LIRE AUSSI >> George Soros: "Européen de naissance, de coeur et d'argent?"
C'est dans le hameau de Katonah, près de la ville de Bedford que les faits se sont déroulés. L'employé "a ouvert le colis, révélant ce qui semblait être un engin explosif", a déclaré la police de Bredford dans un communiqué, et l'a ensuite " placé [...] dans une zone boisée" avant de contacter les autorités aux alentours de 15h45.
Dans le viseur d'Orban ou de Trump
Le milliardaire de 88 ans n'était pas à son domicile à ce moment-là. Son engagement politique et ses activités philanthropiques lui valent de faire l'objet de diverses attaques. Il est ainsi régulièrement visé par des nationalistes d'extrême-droite en Europe et particulièrement dans son pays natal, la Hongrie.

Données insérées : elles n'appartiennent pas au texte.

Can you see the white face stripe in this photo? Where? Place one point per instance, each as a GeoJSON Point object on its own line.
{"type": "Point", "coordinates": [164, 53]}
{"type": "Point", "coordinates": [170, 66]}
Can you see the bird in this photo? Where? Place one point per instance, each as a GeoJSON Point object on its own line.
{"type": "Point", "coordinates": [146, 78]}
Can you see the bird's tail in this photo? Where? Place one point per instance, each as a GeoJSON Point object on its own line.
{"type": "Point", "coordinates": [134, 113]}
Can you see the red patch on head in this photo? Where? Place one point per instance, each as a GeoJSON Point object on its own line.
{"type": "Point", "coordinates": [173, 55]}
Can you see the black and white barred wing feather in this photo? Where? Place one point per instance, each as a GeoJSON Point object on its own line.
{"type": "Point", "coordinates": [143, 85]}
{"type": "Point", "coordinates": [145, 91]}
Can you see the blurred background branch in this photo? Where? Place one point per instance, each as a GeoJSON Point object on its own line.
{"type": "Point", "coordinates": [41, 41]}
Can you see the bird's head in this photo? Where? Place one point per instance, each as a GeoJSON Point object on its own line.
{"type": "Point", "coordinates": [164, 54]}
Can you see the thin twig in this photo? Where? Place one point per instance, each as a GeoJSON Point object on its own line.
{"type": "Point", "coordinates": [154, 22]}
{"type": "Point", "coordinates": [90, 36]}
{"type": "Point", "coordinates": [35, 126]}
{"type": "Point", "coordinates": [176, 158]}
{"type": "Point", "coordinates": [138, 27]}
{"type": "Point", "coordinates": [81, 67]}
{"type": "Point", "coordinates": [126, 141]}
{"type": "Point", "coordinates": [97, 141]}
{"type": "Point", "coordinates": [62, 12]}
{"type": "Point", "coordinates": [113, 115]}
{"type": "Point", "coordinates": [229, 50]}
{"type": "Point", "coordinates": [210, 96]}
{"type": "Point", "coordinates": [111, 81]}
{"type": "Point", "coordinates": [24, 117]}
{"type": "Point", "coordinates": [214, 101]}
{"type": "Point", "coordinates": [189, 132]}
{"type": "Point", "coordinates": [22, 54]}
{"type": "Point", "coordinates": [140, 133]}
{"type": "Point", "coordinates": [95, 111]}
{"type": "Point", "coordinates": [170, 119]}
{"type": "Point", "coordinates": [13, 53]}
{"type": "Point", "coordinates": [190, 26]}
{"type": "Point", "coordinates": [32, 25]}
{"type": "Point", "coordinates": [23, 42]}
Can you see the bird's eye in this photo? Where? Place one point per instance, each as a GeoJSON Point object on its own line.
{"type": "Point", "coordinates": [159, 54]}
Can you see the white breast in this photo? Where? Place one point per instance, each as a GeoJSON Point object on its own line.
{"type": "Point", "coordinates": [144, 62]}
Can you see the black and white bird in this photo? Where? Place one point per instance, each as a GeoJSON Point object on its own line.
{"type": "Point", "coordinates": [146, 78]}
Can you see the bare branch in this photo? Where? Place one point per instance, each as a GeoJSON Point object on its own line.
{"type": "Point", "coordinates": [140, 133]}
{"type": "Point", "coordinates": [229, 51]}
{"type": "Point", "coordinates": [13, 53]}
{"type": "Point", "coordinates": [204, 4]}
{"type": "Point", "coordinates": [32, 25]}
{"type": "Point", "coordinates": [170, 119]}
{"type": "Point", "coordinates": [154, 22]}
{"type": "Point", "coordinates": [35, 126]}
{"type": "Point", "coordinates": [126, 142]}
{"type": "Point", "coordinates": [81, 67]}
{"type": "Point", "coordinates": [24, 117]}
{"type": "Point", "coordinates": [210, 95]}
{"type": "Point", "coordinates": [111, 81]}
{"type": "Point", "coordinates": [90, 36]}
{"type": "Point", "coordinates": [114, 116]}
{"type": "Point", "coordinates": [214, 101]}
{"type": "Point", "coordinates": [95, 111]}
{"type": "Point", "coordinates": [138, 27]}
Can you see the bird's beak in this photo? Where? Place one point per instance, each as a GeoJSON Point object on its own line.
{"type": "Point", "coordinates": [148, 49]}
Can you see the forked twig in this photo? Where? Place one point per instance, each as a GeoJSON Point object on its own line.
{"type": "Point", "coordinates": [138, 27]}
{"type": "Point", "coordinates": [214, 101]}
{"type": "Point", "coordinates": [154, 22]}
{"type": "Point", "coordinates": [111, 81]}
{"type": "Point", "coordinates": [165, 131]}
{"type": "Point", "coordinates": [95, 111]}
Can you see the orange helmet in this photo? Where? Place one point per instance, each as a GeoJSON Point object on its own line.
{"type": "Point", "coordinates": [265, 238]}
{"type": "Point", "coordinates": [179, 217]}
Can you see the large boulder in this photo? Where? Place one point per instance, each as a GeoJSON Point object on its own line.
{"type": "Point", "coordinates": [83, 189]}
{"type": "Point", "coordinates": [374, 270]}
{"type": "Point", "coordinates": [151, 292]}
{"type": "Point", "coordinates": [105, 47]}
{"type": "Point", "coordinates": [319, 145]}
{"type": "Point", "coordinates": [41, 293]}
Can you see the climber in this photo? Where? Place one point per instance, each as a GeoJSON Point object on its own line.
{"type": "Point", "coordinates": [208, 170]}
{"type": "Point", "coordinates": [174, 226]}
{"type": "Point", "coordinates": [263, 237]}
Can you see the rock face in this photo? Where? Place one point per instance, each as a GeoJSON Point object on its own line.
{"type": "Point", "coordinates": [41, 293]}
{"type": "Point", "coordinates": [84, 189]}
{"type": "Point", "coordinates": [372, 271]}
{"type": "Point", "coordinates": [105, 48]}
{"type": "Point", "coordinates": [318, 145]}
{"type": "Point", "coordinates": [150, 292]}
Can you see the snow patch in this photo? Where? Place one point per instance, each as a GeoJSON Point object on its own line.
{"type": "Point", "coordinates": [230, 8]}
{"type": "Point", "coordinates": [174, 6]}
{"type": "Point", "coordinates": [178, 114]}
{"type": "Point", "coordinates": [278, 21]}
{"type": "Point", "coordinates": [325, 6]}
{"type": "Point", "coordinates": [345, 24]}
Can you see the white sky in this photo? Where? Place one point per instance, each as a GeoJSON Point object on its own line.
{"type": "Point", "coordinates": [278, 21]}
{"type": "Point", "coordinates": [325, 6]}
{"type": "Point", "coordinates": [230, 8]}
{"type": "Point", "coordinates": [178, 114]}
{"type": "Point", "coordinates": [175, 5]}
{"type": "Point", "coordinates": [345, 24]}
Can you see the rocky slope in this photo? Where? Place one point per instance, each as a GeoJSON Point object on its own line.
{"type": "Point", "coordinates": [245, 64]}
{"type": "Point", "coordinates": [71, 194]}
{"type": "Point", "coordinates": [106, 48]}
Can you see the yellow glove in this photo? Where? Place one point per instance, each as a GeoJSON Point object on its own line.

Fortement opposé à l'immigration en Hongrie, le Premier ministre du pays, Viktor Orban accuse le milliardaire de vouloir y envoyer des migrants via les ONG qu'il finance. En juin dernier, la Hongrie a ainsi adopté des lois intitulées "Stop Soros", qui instaurent une taxe de 25% sur les revenus des associations d'aide aux migrants, ainsi qu'une peine d'un an de prison pour "assistance à l'entrée illégale" dans le pays.
LIRE AUSSI >> Le jour où Viktor Orban envoya son CV à son ennemi Soros
George Soros est également dans le viseur de Donald Trump, puisqu'il soutient ouvertement le Parti démocrate aux Etats-Unis. Le président américain l'a notamment accusé récemment de financer l'entrée de la caravane de migrants honduriens au Mexique.
Un peu plus tôt dans le mois, il reprochait également à Soros d'avoir payé les manifestants contre la nomination de Brett Kavanaugh à la Cour Suprême. Donald Trump affirmait ainsi qu'il s'agissait de "professionnels payés pour que le sénateur soit mal vu".